A consummate observer of nature, De Heem relishes in the depiction of these various elements and their different forms and textures. From the smooth, reflective silver vessel, to the feathery touch of the bird's wings and the woven carpet, De Heem's understanding of material form is extraordinary. Other notable examples of his skill in this department can be seen in the way that he renders the contrast between the peach's velvety skin and its juicy flesh and the reflections of the fruit on the silver plates. The astonishing verisimilitude of De Heem's painting is achieved by virtue of his complete mastery of technique. The paint is applied in minute detail and with painstaking glazing so that the individual brushstrokes become imperceptible. His rigorous control over his medium and the extraordinary level of refinement that he achieved was unrivalled by any other contemporary painter of still-lifes.
This painting has traditionally been dated to the second half of the 1660s, after De Heem's return to his native city of Utrecht in 1665. Meijer dates it slightly later, circa 1671, certainly earlier than the Garland of Fruit and Flowers of 1675 (Sotheby's, London, 5 December 2007, lot 38, £1.14 million), his only known dated work after 1655, but probably before his move from Utrecht back to Antwerp in 1672. Many of De Heem's most ambitious works executed during this period are signed with an 'R' after his name, which has given rise to much speculation as to its precise meaning. Segal addressed the matter in 1990, venturing various possible explanations -- that it might refer to 'Ridder' (knight), that it was the initial of a town or place, or that it meant retouched by the artist (op. cit., p. 218). More plausibly it has since been suggested that it meant 'repatriat', referring to De Heem's move back to his hometown of Utrecht. Another theory has it that it means 'Refecit', to signal that the work had been completed or refinished by De Heem as part of a collaborative studio practice of some kind. Both his son Cornelis de Heem (1631-1695) and Abraham Mignon (1640-1679) were active in De Heem's Utrecht workshop in this period and certain De Heem elements do recur in the latter's work. For instance, the tulip in the upper right of the present work seems to have been a kind of shared signature motif that appears in several works by both artists. See for example Mignon's still-lifes in Cambridge, Fitzwilliam Museum (inventory no. 3026), one formerly with Richard Green and another in a private collection, which all include the flower in roughly the same position in the composition (see M. Kraemer-Noble, Abraham Mignon, Petersberg, 2007, nos. 75-7).
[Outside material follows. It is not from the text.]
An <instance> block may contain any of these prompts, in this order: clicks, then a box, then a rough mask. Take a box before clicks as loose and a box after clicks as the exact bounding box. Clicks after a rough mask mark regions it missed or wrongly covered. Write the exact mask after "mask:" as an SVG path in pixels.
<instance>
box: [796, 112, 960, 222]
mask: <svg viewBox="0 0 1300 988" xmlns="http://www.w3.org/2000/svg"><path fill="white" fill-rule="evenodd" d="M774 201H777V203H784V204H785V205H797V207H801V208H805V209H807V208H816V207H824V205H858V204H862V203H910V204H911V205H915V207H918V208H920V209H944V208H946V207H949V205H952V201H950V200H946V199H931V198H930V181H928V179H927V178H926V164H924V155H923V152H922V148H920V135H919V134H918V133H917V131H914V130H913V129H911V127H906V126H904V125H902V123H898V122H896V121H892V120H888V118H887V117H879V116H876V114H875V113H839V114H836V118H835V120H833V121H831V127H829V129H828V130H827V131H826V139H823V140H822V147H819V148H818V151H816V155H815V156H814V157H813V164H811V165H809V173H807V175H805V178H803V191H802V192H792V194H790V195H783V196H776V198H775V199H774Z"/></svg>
The exact meaning of the 'R' may never be known and is still a puzzle to scholars including Meijer. What is certain is that the 'R'-signed paintings include many of De Heem's best, or, in Segal's words many of 'the pinnacles of the master's art' (op. cit., 1990, p. 218; with a list of the 'R'-signed paintings under note 5). Meijer knows of fifteen to seventeen such signed paintings, most in major museums. On account of their exceptional quality, he rejects the idea that that they could have been produced with the help of an assistant, observing in only one or two works a small degree of collaboration with Mignon, which no doubt was the case with other De Heem paintings that are not signed with the 'R'.
We are grateful to Fred Meijer of RKD, The Hague, for confirming the attribution and for his assistance with this catalogue entry.